Scientists have managed to wake up light-sensing cells in eyes from dead organ donors, a discovery which could help the development of treatments to improve vision.

Photosensitive neuron cells in the retina were able to respond to light and communicate with each other up to five hours after death, sending signals “resembling those recorded from living subjects”.

These neurons form part of the central nervous system (CNS), which includes the brain and spinal cord, suggesting that other cells in the CNS could be similarly restored and could bring back consciousness.

Scientists designed a special transportation unit that could restore oxygen and other nutrients to the eyes as soon as they were removed from the donor. Initial experiments saw scientists being able to revive the light-sensing cells, but they couldn’t get them to talk to each other due to a lack of oxygen.

The authors of the study, writing in the journal Nature, said: “We were able to wake up photoreceptor cells in the human macula, which is the part of the retina responsible for our central vision and our ability to see fine detail and colour.

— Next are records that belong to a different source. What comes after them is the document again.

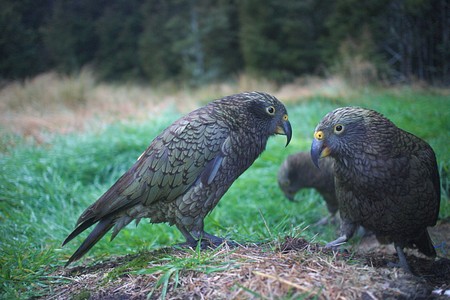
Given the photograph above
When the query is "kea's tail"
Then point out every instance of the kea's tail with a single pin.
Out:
(103, 226)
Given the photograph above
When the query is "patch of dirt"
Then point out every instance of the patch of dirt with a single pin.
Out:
(293, 268)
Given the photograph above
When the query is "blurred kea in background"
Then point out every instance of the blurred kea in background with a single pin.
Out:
(387, 179)
(298, 172)
(186, 169)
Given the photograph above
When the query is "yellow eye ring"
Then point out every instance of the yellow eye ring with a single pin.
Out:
(270, 110)
(338, 128)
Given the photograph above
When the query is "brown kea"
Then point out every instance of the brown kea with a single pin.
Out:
(386, 179)
(186, 169)
(298, 172)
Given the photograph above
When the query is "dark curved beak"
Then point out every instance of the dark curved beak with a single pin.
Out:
(318, 148)
(285, 129)
(290, 197)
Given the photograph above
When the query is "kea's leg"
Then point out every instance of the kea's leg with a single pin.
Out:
(190, 240)
(402, 259)
(347, 230)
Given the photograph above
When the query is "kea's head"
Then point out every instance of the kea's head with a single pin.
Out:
(257, 113)
(347, 132)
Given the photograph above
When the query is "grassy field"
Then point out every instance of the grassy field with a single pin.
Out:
(46, 183)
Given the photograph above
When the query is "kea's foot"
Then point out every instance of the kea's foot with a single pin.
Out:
(334, 245)
(402, 261)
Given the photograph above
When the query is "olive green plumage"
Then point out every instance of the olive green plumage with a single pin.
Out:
(298, 172)
(186, 169)
(386, 179)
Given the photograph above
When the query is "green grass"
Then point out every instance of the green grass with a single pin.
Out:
(44, 188)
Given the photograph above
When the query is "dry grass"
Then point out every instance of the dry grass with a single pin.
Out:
(295, 269)
(63, 104)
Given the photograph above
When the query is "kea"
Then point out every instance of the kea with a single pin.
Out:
(187, 168)
(386, 179)
(298, 171)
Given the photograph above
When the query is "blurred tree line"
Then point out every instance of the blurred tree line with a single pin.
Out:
(200, 40)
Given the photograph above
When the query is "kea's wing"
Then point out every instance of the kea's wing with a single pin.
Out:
(424, 174)
(188, 150)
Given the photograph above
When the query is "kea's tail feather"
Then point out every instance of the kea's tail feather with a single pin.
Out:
(103, 226)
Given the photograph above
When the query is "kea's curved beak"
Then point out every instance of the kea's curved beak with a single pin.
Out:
(284, 128)
(318, 148)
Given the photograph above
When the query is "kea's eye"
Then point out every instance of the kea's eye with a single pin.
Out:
(338, 128)
(270, 110)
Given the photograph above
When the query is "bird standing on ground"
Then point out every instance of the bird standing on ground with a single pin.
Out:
(386, 179)
(298, 172)
(186, 169)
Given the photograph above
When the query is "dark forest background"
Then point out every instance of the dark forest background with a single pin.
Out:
(200, 41)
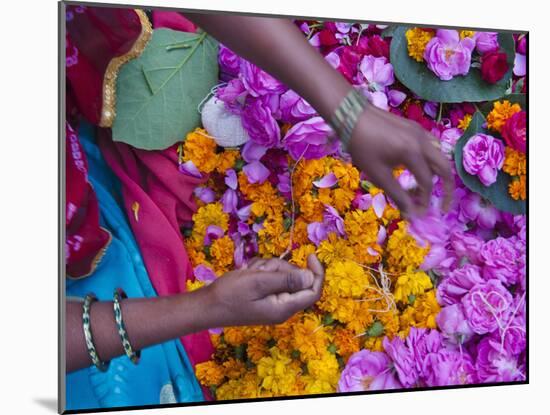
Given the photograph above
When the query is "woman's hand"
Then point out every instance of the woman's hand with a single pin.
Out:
(382, 141)
(266, 292)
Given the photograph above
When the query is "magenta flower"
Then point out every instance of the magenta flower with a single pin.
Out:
(258, 82)
(486, 42)
(204, 274)
(326, 181)
(190, 169)
(458, 283)
(309, 139)
(502, 260)
(316, 232)
(212, 232)
(333, 221)
(449, 367)
(229, 61)
(231, 179)
(260, 125)
(229, 201)
(403, 361)
(294, 108)
(256, 172)
(453, 324)
(448, 56)
(474, 208)
(366, 370)
(483, 156)
(487, 305)
(493, 364)
(377, 73)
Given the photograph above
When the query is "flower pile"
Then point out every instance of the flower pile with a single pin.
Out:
(436, 301)
(449, 53)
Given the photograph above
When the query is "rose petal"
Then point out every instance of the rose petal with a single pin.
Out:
(231, 179)
(327, 181)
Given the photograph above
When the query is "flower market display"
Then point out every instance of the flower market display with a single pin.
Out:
(435, 301)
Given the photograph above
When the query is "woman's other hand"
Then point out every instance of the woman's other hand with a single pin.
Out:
(266, 292)
(382, 141)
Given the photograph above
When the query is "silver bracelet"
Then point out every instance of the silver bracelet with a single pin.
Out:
(347, 114)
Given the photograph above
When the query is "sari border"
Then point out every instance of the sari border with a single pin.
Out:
(108, 108)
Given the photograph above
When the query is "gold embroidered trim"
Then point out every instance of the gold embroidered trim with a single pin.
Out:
(108, 111)
(96, 259)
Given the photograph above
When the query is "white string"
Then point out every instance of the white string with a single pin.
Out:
(212, 91)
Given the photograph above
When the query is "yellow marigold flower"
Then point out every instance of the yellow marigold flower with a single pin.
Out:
(209, 373)
(466, 33)
(334, 249)
(234, 368)
(257, 348)
(515, 162)
(309, 337)
(518, 188)
(417, 39)
(361, 226)
(422, 313)
(374, 344)
(346, 342)
(276, 373)
(226, 160)
(346, 279)
(325, 368)
(211, 214)
(201, 150)
(311, 208)
(342, 309)
(342, 199)
(193, 285)
(234, 336)
(246, 387)
(402, 251)
(465, 122)
(222, 250)
(315, 386)
(299, 255)
(500, 113)
(411, 283)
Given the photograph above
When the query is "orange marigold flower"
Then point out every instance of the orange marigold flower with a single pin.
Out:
(417, 39)
(518, 188)
(515, 162)
(500, 113)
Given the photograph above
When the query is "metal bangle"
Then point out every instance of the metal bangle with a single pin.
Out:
(347, 114)
(88, 300)
(121, 328)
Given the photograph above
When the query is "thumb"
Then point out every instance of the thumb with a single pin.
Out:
(270, 282)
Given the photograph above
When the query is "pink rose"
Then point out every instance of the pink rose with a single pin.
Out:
(483, 156)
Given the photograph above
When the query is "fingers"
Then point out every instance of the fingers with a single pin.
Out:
(442, 167)
(265, 283)
(382, 176)
(418, 166)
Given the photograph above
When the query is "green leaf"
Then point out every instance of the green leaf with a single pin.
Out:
(471, 88)
(497, 193)
(158, 93)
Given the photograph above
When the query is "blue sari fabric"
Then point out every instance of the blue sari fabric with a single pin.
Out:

“In eyes obtained up to five hours after an organ’s death, these cells responded to bright lights and even very dim flashes of light.”

The new findings go a step further than a 2019 Yale University study, in which scientists restarted the brains of 32 decapitated pigs slaughtered hours earlier.

Dr Frans Vinberg, an assistant professor of ophthalmology and visual sciences at the University of Utah, said: “In Yale’s case, coordinated population activity of neurons in pig brains could not be revived.

“In our case, we were able to revive population responses from photoreceptor cells even up to five hours after death in the human central retina, an important part of our central nervous system.

“We were able to make the retinal cells talk to each other, the way they do in the living eye. Past studies have restored very limited electrical activity in organ donor eyes, but this has never been achieved in the macula, and never to the extent we have now demonstrated.

“Retina is part of our central nervous system so we think similar things might be seen also in the other parts of the brain.”

Researchers are hopeful the breakthrough will speed up new therapies for sight loss and improve the understanding of neurodegenerative diseases.